Ingress: How do we expose services to the public using the modern Gateway API?
GitOps: How do we deploy applications without manual
kubectl apply?
In this guide, we will implement a "Keyless" architecture using Workload Identity Federation and deploy ArgoCD behind a Google Global Load Balancer.
The Challenge: This setup involves a circular dependency (The "Deadlock") between the Gateway Load Balancer and Cert-Manager.

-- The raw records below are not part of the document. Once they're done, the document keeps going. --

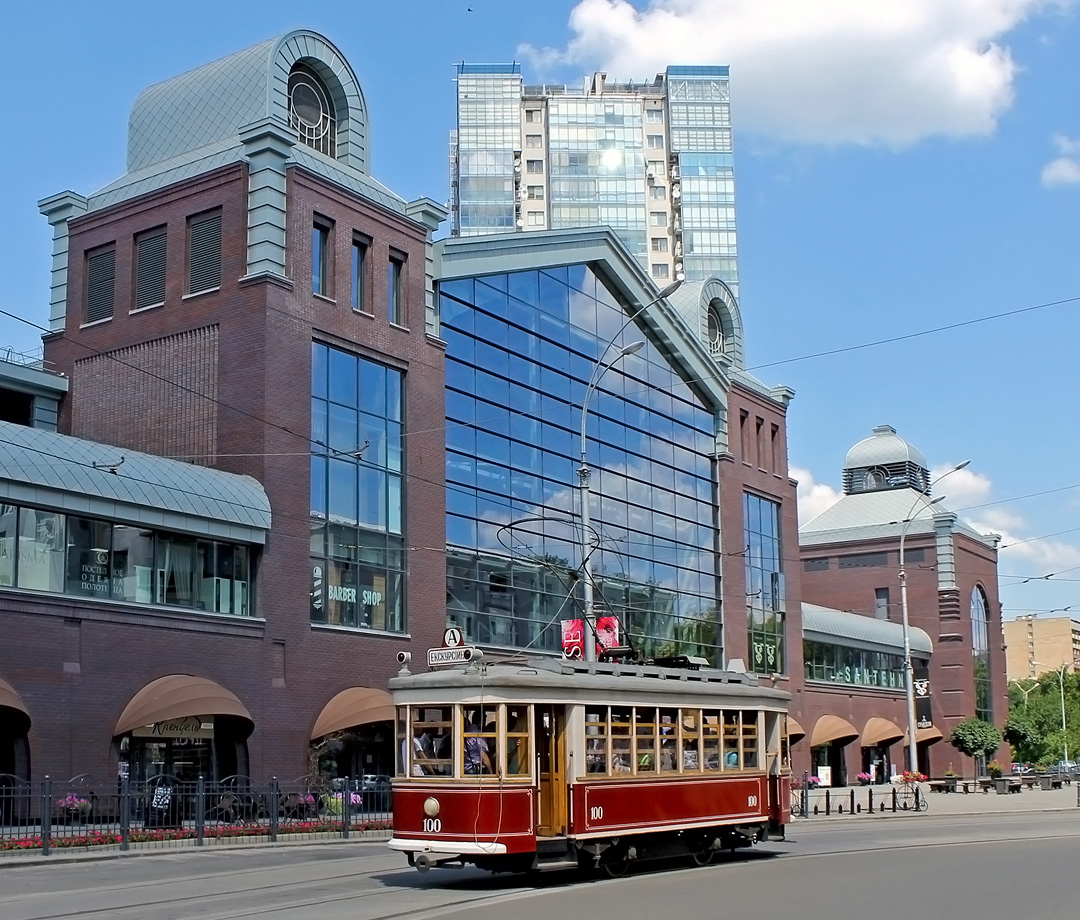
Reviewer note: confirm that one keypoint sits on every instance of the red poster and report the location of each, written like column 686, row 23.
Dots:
column 574, row 640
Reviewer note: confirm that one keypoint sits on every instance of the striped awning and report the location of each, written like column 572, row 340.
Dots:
column 878, row 731
column 832, row 728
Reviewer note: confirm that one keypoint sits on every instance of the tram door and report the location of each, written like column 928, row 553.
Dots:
column 550, row 724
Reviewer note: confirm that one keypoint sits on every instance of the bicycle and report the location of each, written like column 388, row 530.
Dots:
column 910, row 797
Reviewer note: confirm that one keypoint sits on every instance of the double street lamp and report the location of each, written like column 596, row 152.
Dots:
column 588, row 537
column 913, row 751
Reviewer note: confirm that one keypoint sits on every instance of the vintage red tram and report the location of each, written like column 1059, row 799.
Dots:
column 553, row 762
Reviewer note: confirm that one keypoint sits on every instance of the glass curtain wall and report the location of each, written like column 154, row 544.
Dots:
column 700, row 124
column 765, row 584
column 489, row 132
column 356, row 504
column 597, row 166
column 521, row 350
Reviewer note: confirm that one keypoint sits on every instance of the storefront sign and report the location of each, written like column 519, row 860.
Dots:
column 187, row 727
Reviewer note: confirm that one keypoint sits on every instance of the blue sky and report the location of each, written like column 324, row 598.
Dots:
column 902, row 166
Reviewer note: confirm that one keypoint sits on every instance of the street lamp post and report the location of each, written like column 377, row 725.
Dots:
column 588, row 539
column 913, row 751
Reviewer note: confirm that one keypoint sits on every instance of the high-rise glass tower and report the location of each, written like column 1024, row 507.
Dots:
column 651, row 160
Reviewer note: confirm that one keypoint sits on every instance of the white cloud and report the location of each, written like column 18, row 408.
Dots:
column 832, row 71
column 1064, row 171
column 813, row 497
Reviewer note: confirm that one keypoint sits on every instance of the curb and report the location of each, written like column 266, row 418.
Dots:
column 88, row 854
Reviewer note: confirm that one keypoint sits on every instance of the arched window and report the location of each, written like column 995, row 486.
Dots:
column 311, row 110
column 981, row 654
column 715, row 333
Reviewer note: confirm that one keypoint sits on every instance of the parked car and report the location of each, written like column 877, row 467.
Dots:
column 375, row 788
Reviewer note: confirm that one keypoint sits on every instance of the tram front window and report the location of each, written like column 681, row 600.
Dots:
column 430, row 749
column 481, row 740
column 517, row 741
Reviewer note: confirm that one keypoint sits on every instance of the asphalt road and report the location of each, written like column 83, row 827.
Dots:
column 987, row 867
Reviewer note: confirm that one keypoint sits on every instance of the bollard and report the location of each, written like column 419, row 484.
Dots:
column 125, row 812
column 274, row 809
column 200, row 810
column 46, row 816
column 346, row 802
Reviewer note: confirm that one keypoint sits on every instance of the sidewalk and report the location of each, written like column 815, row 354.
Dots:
column 947, row 803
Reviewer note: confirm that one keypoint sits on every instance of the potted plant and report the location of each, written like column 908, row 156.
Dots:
column 75, row 808
column 995, row 770
column 950, row 779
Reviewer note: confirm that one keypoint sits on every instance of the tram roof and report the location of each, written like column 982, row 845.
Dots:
column 554, row 679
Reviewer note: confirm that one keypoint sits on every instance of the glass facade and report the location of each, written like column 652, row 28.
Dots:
column 521, row 351
column 356, row 503
column 700, row 124
column 596, row 165
column 858, row 667
column 103, row 560
column 489, row 131
column 765, row 584
column 981, row 655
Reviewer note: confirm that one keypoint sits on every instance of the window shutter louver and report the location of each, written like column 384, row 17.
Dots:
column 204, row 254
column 100, row 284
column 150, row 270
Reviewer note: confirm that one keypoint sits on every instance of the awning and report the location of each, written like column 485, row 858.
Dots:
column 355, row 706
column 879, row 731
column 10, row 700
column 926, row 735
column 832, row 728
column 177, row 697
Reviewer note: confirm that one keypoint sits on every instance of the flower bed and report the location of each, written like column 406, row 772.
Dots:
column 106, row 838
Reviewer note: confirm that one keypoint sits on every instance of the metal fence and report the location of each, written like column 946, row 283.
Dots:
column 44, row 816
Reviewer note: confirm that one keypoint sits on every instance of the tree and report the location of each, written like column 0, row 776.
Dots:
column 975, row 738
column 1026, row 740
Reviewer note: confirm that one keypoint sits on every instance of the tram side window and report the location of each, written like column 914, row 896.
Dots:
column 432, row 749
column 731, row 760
column 622, row 752
column 750, row 740
column 645, row 739
column 481, row 740
column 596, row 735
column 691, row 741
column 711, row 740
column 517, row 741
column 669, row 741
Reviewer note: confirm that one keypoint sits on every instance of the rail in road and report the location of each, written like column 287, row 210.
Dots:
column 823, row 871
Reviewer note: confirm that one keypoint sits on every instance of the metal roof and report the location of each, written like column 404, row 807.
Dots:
column 824, row 624
column 73, row 475
column 883, row 447
column 877, row 515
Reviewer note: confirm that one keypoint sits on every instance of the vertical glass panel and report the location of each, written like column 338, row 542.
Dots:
column 9, row 538
column 90, row 544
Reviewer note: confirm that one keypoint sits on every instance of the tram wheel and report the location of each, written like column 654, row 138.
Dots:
column 617, row 868
column 703, row 856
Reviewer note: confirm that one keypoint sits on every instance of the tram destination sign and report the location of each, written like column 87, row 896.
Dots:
column 453, row 655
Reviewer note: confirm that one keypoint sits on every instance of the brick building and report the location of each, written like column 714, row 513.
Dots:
column 247, row 298
column 850, row 560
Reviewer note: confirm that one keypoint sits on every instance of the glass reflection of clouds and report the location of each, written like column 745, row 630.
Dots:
column 528, row 342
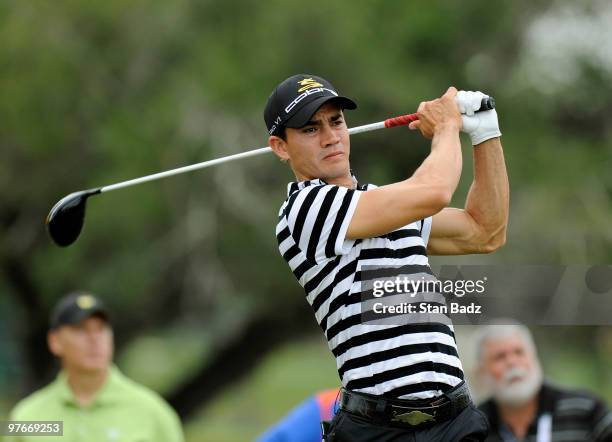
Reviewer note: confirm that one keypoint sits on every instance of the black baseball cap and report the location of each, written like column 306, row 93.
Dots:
column 294, row 101
column 77, row 306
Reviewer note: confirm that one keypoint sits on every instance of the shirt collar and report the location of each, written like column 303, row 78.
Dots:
column 299, row 185
column 106, row 395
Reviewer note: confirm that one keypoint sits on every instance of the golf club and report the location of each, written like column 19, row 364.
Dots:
column 65, row 220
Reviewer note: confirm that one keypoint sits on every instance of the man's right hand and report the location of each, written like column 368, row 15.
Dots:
column 437, row 115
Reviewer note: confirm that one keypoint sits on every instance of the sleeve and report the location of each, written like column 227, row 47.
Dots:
column 425, row 229
column 318, row 218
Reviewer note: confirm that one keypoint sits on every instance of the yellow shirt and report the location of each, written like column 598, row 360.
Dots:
column 123, row 411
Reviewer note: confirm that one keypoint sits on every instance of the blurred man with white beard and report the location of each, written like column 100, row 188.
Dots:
column 523, row 406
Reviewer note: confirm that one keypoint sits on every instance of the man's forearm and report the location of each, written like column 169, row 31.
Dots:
column 443, row 165
column 488, row 198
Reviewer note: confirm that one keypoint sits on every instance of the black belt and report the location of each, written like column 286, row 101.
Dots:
column 406, row 412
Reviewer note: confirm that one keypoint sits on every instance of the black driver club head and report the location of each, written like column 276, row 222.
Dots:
column 66, row 218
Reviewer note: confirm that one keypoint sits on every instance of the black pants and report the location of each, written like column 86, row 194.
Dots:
column 470, row 425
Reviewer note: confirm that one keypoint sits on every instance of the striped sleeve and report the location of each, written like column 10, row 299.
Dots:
column 318, row 218
column 425, row 228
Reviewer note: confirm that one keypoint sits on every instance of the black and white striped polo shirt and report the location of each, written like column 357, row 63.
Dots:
column 410, row 361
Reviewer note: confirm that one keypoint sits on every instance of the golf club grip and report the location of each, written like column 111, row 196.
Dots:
column 487, row 103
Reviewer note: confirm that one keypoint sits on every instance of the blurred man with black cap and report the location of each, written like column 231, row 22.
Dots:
column 92, row 398
column 401, row 380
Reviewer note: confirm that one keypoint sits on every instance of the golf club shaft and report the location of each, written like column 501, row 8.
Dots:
column 250, row 153
column 402, row 120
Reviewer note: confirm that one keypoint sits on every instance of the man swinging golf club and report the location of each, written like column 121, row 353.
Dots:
column 400, row 382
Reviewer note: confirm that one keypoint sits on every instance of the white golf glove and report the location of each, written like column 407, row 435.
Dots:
column 481, row 126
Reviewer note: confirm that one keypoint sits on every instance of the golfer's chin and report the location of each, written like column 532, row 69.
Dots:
column 335, row 172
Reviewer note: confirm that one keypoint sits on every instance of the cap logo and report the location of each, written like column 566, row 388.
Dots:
column 85, row 302
column 305, row 94
column 308, row 83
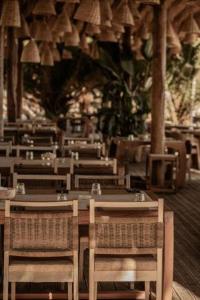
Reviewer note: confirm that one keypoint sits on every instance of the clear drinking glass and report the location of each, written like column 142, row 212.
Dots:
column 20, row 188
column 96, row 189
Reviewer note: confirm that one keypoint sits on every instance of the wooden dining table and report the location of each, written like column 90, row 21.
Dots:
column 83, row 217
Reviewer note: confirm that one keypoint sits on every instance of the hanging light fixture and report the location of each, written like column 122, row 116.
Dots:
column 150, row 2
column 43, row 32
column 46, row 55
column 89, row 11
column 30, row 53
column 63, row 23
column 44, row 7
column 23, row 32
column 10, row 14
column 122, row 14
column 72, row 38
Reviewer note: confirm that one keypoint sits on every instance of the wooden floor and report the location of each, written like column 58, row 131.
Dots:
column 186, row 206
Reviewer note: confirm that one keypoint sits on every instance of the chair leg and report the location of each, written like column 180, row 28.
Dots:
column 159, row 276
column 5, row 277
column 83, row 246
column 132, row 285
column 69, row 291
column 91, row 275
column 13, row 290
column 147, row 290
column 76, row 285
column 95, row 290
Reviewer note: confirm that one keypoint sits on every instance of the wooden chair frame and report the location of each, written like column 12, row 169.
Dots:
column 65, row 178
column 120, row 178
column 9, row 252
column 93, row 162
column 96, row 276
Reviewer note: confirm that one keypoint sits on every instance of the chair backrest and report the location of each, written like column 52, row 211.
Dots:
column 35, row 229
column 126, row 227
column 66, row 179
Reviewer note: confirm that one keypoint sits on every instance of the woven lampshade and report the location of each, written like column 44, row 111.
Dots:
column 173, row 40
column 33, row 28
column 107, row 35
column 134, row 10
column 72, row 38
column 84, row 43
column 190, row 26
column 92, row 29
column 46, row 55
column 23, row 32
column 106, row 12
column 138, row 55
column 63, row 23
column 66, row 54
column 191, row 38
column 89, row 11
column 122, row 14
column 137, row 43
column 153, row 2
column 10, row 14
column 118, row 28
column 44, row 7
column 94, row 51
column 56, row 53
column 30, row 53
column 43, row 32
column 145, row 31
column 72, row 1
column 55, row 38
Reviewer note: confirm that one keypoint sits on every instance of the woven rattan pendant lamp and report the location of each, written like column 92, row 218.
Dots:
column 89, row 11
column 66, row 54
column 23, row 32
column 44, row 7
column 107, row 35
column 72, row 38
column 63, row 23
column 172, row 37
column 56, row 53
column 10, row 14
column 122, row 14
column 30, row 53
column 72, row 1
column 92, row 29
column 150, row 2
column 190, row 26
column 43, row 32
column 46, row 55
column 106, row 12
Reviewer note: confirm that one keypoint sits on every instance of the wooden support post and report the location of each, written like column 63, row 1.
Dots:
column 11, row 74
column 158, row 88
column 1, row 79
column 19, row 88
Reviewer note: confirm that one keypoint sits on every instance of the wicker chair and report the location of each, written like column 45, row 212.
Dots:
column 41, row 244
column 126, row 247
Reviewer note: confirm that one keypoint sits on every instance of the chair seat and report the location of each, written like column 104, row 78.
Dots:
column 147, row 263
column 41, row 270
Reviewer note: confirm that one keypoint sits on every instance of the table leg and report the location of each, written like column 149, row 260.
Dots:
column 168, row 256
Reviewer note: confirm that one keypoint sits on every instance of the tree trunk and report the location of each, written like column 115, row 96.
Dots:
column 19, row 87
column 11, row 75
column 1, row 79
column 158, row 88
column 159, row 77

This guide includes the specific workaround to break that loop.
The Architecture
Ingress: Kubernetes Gateway API (GKE L7 Global Load Balancer).
Identity: GCP Workload Identity (No Service Account Keys).
GitOps: ArgoCD (Running in insecure mode to offload SSL to the Gateway).
Secrets: External Secrets Operator (ESO) syncing from GCP Secret Manager.
Step 1: Install Platform Binaries (Terraform)
We avoid the hassle of installing Helm charts manually. We will use Terraform to install the required controllers (ArgoCD, External Secrets, Cert-Manager) via Helm.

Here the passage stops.